For each species pangenome and the reference genome, all publicly available paired RNASeq data (Table S16) were used in the BRAKER v2.0 (Hoff et al., 2019) gene prediction pipeline after each pangenome was soft‐masked using RepeatModeler (Smit and Hubley, 2008) and RepeatMasker (Smit et al., 1996) to avoid removing true genes (Bayer et al., 2018). BRAKER produces AUGUSTUS (Stanke et al., 2006) and GeneMark‐EX (Lomsadze et al., 2014) gene predictions. All RNASeq data were aligned using HISAT2 v2.1.0 (Kim et al., 2019) and converted into genome coordinates using StringTie v1.3.4 (Pertea et al., 2015). The RNASeq alignment coordinates were used together with RepeatModeler‐based repeat regions, AUGUSTUS and GeneMark‐EX predictions, and gene models of the already published B. oleracea v2.1 (Parkin et al., 2014), B. rapa v3 (Zhang et al., 2018) and B. napus v4 (Chalhoub et al., 2014) in the EVidenceModeler v1.1.1 (Haas et al., 2008) pipeline to produce final gene models. Gene models without RNASeq support and no hits in the previously published gene models were removed from the final annotation. Disease resistance gene analogue (RGA) candidates were predicted using RGaugury (Li et al., 2016).

Gene presence/absence calling

Gene presence/absence variation (PAV) was called using an approach based on SGSGeneLoss (Golicz et al., 2015).
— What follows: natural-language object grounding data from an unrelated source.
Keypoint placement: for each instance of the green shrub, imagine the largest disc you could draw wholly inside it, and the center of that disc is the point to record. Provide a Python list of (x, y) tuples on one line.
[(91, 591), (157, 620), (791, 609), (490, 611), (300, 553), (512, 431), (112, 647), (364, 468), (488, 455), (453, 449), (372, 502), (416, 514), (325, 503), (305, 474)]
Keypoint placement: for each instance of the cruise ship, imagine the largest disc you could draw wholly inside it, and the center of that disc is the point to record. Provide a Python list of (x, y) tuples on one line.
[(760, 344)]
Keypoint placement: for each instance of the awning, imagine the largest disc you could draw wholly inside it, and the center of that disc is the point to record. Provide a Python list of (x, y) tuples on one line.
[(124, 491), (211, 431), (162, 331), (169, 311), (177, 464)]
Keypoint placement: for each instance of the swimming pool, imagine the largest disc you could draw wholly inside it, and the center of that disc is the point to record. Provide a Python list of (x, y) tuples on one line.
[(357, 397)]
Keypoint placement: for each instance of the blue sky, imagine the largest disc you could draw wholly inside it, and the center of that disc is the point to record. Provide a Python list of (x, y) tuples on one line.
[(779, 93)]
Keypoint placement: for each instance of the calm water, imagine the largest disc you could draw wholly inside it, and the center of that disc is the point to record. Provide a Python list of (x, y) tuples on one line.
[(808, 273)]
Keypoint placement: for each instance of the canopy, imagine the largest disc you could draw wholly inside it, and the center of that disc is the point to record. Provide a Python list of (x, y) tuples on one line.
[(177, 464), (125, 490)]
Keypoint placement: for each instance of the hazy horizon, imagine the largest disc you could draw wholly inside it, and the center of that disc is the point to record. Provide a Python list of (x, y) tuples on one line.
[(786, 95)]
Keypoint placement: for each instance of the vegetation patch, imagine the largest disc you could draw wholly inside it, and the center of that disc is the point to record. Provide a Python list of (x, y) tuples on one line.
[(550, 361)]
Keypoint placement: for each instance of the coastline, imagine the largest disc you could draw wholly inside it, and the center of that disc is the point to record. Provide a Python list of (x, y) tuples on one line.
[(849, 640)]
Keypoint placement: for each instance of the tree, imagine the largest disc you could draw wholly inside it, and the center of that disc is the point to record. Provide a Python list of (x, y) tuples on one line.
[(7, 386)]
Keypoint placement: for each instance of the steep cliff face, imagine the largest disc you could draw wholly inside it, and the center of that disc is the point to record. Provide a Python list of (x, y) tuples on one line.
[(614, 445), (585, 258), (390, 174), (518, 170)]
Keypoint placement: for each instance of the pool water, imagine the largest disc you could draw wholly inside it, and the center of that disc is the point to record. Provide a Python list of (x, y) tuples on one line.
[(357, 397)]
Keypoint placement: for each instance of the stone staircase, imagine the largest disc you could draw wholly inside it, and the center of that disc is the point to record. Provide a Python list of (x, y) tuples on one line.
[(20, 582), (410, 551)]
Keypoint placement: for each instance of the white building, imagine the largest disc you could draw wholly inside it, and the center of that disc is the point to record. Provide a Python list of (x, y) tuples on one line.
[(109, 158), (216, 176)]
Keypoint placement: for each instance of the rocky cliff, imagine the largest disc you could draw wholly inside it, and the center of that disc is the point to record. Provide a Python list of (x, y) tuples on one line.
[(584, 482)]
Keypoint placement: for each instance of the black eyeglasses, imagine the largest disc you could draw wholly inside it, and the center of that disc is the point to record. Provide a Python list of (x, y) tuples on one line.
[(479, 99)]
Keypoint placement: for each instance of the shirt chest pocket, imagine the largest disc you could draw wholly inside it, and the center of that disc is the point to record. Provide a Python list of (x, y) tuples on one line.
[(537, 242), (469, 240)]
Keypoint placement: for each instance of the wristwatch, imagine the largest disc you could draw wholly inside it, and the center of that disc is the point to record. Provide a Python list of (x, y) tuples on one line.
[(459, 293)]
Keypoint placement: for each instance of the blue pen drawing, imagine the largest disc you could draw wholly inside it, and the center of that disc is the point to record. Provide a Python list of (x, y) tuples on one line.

For each of the three pangenomes, we aligned all B. oleracea, B. rapa and B. napus reads using Bowtie2 v2.2.9 (Langmead and Salzberg, 2012). Mosdepth v0.2.2 (Pedersen and Quinlan, 2018) and bedtools v 2.27.0 (Quinlan and Hall, 2010) were used to calculate the coverage of all gene exons. Genes where all exon bases were covered by fewer than 2 reads and where the exons’ length was covered by less than 5% of their total length were deemed to be absent. While this may lead to some genes being incorrectly classified as present when they are absent, these parameters provide confidence that absent gene calls are truly absent. We used these results to calculate three PAV tables: one for the B. oleracea pangenome containing gene presence information all B. oleracea, B. rapa and B. napus individuals, one for the B. rapa pangenome containing gene presence information for all B. oleracea, B. rapa and B. napus individuals, and one for the B. napus pangenome containing gene presence information for all B. oleracea, B. rapa and B. napus individuals.

PAV‐based PCA modelling of dispensable and core genes and GO‐enrichment were performed using R v3.6.3 (R Core Team, 2020) using the packages logisticPCA (Landgraf and Lee, 2015), minpack.lm (Elzhov et al., 2010) and topGO (Alexa and Rahnenführer, 2009). GO‐terms were assigned to all proteins using PANNZER2 (Törönen et al., 2018) (accessed 5.7.2020, database: Viridiplantae). For each possible number of combinations of genomes, 500 000 pairs were chosen for the modelling of pangenome and core gene numbers.

Proteins were compared using DIAMOND v0.9.29.130 with the STRING v11 Arabidopsis database (Szklarczyk et al., 2019) to find proteins within functional networks. Association between network membership and gene status was assessed using the function chisq.test() implemented in R v3.6.3 (R Core Team, 2020). Genes were located within syntenic blocks by self‐comparison of the B. napus annotation using MCScanX (Wang et al., 2012).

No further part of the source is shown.